Un long silence, Mikal Gilmore

Entre les frasques du président Trump et les rebondissements de l’affaire Avery (Making a Murderer), la justice américaine tremble sur ses fondations. Des fondations par ailleurs mises en doutes à d’autres occasions depuis la naissance des Etats-Unis… Une affaire en particulier a marqué les esprits et la littérature: l’exécution de Gary Gilmore en 1977, fusillé à sa demande pour les meurtres de deux jeunes mormons.

Norman Mailer a fait de cet événement macabre un chef-d’oeuvre de 1300 pages. Dans Le chant du bourreau, Mailer détaille jour par jour (presque heure par heure) l’avancée inexorable de Gilmore vers le crime et la mort. Méticuleux, il s’attache à une foule de personnages entourant l’événement, pour tenter de percer à jour la personnalité complexe du condamné. Le récit se construit sans pathos, malgré son thème sordide, mais au contraire dans un style journalistique, détaché et extrêmement précis. Ce style dépouillé et la longueur du texte ne forment pourtant pas des obstacles au suspens: Mailer crée un récit dont la puissance ne fait qu’augmenter jusqu’au dénouement final. Le lecteur, face à cette sorte de rapport à vitesse réelle, ne peut que regarder, impuissant, se dérouler la marche inéluctable des événements.

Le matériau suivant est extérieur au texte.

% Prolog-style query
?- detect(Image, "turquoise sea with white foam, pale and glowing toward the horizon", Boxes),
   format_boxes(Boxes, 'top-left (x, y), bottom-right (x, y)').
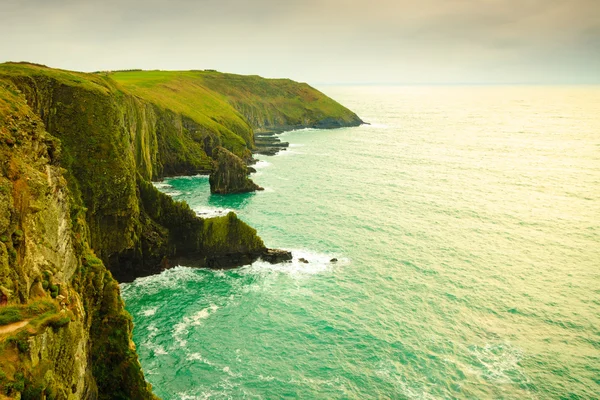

Des années après cette somme tragique, le frère du condamné, Mikal Gilmore, a surmonté ses démons pour raconter sa version de l’événement. Un long silence est avant tout une histoire de famille. Un père abusif et tout-puissant, une mère persuadée de porter une malédiction dans ses gènes mormons, trois frères ballotés entre les deux parents, et le petit dernier, chargé de se sauver pour sauver sa famille: une combinaison violente et dévastatrice, qui provoquera la peur et la mort. Il y a de l’amour malgré tout, une folie créatrice et un certain génie chez les Gilmore, mais elles ne suffiront pas à leur rédemption. C’est que la prison est devenue la deuxième maison de Gary, qui passera plus de la moitié de sa vie derrière les barreaux. Et que cette maison-là est moins tendre que la plus dure des familles.

Deux visions d’un même drame, deux portraits d’une Amérique à la dérive sous les traits de Gary Gilmore. S’il ne fallait lire qu’un seul de ces récits, choisissez la biographie saisissante de Mikal Gilmore. Mais c’est l’été et vous avez du temps devant vous: lisez les deux.